Premium spirits, premium income stock?
Diageo is the world's largest distiller, with brands like Johnnie Walker, Crown Royal, Smirnoff, and Captain Morgan. It also plays in the beer industry with Irish brewer Guinness, though sales are a small fraction of the company's total.
Diageo has been in the process of whittling down its offerings to focus more exclusively on premium beverages. The company recently sold a handful of value brands to Sazerac and offloaded its small brewing operation in South Africa. Net proceeds are going toward share repurchases to aid in the return of capital to shareholders, and also help sharpen Diageo's focus on its fastest-growing and most profitable segment: premium spirits.
Distilling is a slow-growth endeavor, though, and Diageo's organic revenue growth has been in the low single digits (organic numbers exclude the effects of acquisitions and divestitures of brands) for years. Nevertheless, organic operating income is still on the rise (up 7.6% for the year ended June 30, 2018) and management introduced a new share buyback program totaling 2.0 billion euros over the summer. The dividend was also increased by 5% and is currently yielding 3% a year.

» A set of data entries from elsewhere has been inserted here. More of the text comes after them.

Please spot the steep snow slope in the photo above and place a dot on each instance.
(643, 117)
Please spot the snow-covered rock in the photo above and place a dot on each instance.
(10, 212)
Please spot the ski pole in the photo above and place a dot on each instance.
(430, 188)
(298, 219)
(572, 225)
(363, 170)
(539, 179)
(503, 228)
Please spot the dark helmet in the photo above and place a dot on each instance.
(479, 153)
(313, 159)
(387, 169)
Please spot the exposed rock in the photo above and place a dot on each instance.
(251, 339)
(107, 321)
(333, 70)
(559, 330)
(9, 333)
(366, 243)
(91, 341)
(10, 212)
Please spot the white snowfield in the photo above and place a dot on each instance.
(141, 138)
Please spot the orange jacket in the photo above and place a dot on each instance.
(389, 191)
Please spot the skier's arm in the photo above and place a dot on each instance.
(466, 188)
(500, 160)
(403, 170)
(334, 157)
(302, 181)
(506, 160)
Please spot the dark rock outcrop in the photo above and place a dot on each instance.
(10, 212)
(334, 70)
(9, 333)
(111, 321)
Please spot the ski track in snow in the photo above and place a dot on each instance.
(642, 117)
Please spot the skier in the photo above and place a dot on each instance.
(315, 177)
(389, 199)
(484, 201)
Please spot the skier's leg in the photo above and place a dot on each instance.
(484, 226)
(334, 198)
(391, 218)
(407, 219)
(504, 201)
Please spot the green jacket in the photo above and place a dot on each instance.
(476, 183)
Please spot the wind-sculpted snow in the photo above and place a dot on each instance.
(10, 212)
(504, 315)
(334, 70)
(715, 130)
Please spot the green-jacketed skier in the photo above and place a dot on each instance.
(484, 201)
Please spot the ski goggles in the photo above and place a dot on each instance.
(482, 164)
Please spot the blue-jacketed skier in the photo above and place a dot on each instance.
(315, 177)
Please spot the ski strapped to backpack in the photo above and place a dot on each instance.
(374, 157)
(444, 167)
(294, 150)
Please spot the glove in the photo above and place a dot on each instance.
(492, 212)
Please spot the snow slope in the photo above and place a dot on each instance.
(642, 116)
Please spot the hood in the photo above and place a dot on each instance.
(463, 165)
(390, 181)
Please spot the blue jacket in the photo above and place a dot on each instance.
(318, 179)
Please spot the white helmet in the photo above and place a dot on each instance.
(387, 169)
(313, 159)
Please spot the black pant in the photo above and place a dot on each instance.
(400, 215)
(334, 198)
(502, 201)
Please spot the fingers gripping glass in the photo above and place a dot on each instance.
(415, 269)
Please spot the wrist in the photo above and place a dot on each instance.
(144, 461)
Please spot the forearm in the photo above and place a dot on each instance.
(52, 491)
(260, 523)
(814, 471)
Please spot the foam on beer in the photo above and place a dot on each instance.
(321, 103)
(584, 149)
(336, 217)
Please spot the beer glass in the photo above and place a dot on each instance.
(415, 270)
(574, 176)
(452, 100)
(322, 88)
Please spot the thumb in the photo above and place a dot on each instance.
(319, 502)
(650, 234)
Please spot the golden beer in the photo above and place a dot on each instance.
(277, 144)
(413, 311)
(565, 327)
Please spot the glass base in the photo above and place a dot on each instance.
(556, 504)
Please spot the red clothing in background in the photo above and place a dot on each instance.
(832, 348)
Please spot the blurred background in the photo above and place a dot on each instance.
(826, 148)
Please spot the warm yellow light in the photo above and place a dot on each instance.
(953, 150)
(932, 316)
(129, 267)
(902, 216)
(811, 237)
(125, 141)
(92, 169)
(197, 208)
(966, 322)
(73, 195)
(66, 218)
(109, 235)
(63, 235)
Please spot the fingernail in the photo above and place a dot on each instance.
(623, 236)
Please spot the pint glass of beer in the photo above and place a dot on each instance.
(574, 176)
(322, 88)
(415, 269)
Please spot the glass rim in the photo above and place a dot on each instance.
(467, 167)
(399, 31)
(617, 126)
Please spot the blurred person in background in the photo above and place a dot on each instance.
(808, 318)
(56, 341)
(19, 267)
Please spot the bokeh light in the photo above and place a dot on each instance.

Though it's a boring stock, the slow-and-steady nature of Diageo's operations makes it worth keeping an eye on in an alcohol industry that has been marked by such great upheaval. Over the last trailing five-year stretch, share prices are up only 9.8% as of this writing, but total return with reinvested dividends has produced a 26% return. That's worth considering given how volatile other alcohol stocks have been lately.
Shifting consumer trends and growth in the number of beverage producers have made investing in alcohol a difficult endeavor over the last few years. 2018 will go down as one of the more forgettable stretches as the industry makes adjustments, but the pummeling many stocks have received could mean there's value to be had.